Die Robotorisierung und Automatisierung der Waffensysteme, die die Soldaten immer mehr vom Schlachtfeld entfernen, stehen seit Jahren im Fokus militärischer Planungen, der Rüstungsforschung und der praktischen Anwendung. Das Aufspüren, Beobachten und Liquidieren so genannter gefährlicher Individuen bildet dabei einen zentralen Baustein der westlichen Kriegsstrategie. Verdeckte Operationen der Geheimdienste, der Einsatz von militärischen Spezialkräften und die Nutzung bewaffneter Drohnen sind die wesentlichen Methoden der individualisierten Kriegführung. Neben den klassischen Drohnenmächten USA, Großbritannien und Israel planen, entwickeln, beschaffen und produzieren inzwischen zahlreiche andere Staaten UCAV für ihre Streitkräfte. Fachleute registrieren einen deutlichen Trend seit etwa 2002, sie reden von einem wahren „Drohnenboom“.

Eine Reihe von publizistischen Neuerscheinungen aus den letzten ein, zwei Jahren beschreibt diese rasant verlaufende Entwicklung vor allem am Beispiel der US-amerikanischen Praxis.1 Das gezielte Töten, vorzugsweise durch Drohnen, ist mittlerweile geradezu zum Markenzeichen der amerikanischen Terrorismus- und Aufstandsbekämpfung in Afghanistan, Pakistan und darüber hinaus geworden. Im Rahmen dieser „Konflikte niedriger Intensität“ verwischen die Grenzen zwischen militärischer und ziviler Sphäre zunehmend. Während zum Beispiel in Afghanistan die Streitkräfte die auf ihren „Terrorlisten“ gesetzten Personen exekutieren, ist die CIA, also eine zivile Behörde, im pakistanischen Grenzgebiet mit einem eigenen Drohnenprogramm aktiv. Auf ihr Konto gehen nach Angaben des unabhängigen Londoner Bureau of investigative Journalism zwischen 2004 und 2014 bis zu 3.650 getötete vermeintliche Terroristen und Zivilisten (thebureauinvestigates.com; 20.2.2014). Die Drohne als Waffe sowohl von Militär und Geheimdienst löst die Grenze zwischen beiden Bereichen quasi auf. Die meisten Experten des internationalen Rechts halten diese Entwicklung für höchst problematisch. Denn die Existenz dieser „Grauzone zwischen Krieg und Frieden“ ist eine Voraussetzung für die Etablierung eines dauerhaften globalen Ausnahmezustandes durch die westlichen Führungsmächte, die sich der Substanz der völkerrechtlichen Regeln mehr und mehr entziehen. Die Drohnenkrieger bewegen sich insofern jenseits des Rechts und agieren dennoch im Rahmen des rechtlichen Diskurses.

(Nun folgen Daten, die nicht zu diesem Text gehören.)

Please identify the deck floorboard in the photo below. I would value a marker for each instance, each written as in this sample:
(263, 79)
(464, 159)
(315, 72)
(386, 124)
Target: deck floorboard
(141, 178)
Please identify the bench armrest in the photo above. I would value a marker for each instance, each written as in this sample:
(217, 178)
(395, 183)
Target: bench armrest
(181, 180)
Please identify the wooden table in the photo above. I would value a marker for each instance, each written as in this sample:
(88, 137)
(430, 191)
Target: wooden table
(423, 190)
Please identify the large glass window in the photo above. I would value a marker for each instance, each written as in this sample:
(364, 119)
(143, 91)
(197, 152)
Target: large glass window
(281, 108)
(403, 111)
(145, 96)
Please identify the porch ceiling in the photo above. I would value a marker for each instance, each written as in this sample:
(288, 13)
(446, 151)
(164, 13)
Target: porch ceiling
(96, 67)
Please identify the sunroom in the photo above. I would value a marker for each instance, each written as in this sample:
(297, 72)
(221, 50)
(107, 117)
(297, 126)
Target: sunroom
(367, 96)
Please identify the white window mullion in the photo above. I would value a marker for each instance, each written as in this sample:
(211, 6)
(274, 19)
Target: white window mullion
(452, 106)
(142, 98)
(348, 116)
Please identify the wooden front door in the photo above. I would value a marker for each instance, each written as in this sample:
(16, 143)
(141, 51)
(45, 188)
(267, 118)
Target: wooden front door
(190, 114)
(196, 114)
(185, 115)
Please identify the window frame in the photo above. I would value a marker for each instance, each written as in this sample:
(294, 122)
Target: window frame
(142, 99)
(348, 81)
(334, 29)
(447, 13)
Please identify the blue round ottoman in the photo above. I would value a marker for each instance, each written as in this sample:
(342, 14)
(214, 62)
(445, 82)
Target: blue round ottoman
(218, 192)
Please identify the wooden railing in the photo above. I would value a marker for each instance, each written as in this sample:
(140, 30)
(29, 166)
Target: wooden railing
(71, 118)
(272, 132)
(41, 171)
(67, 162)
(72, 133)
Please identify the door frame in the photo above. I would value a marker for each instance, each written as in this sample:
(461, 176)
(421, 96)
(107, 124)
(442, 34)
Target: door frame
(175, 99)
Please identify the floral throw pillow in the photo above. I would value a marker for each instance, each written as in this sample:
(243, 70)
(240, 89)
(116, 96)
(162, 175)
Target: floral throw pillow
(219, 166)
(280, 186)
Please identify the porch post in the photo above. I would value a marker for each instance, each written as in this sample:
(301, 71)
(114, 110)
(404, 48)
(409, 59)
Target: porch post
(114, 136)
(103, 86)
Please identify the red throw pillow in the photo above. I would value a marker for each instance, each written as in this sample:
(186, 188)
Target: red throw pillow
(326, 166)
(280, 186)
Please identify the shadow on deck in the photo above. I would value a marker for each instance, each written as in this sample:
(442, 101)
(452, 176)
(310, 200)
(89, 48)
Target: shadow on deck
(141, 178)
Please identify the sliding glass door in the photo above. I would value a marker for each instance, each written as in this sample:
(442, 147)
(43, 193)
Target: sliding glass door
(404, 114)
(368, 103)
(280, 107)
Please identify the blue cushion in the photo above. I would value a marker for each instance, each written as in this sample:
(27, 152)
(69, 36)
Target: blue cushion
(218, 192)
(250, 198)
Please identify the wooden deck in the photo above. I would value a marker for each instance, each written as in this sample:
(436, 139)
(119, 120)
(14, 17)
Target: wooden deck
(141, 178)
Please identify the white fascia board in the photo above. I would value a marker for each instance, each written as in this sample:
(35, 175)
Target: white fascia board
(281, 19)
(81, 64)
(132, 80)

Drohnenangriffe und das internationale Recht: zur völkerrechtlichen Dimension

Das Völkerrecht kennt den Begriff des „gezielten Tötens“ nicht. Für die Mehrheit der Völkerrechtler bewegen sich die Einsätze der UCAV in bewaffneten Konflikten im Rahmen des geltenden Rechts. In Ländern dagegen, gegen die gar kein Krieg geführt wird, ist diese Praxis nach Auffassung der meisten Juristen rechtswidrig. Nicht zuletzt deshalb unterliegt die Umsetzung des US-amerikanischen Programms des „targeted killing“ strengster Geheimhaltung. Zur völkerrechtlichen Frage aber nahm die US-Regierung mehrmals öffentlich Stellung.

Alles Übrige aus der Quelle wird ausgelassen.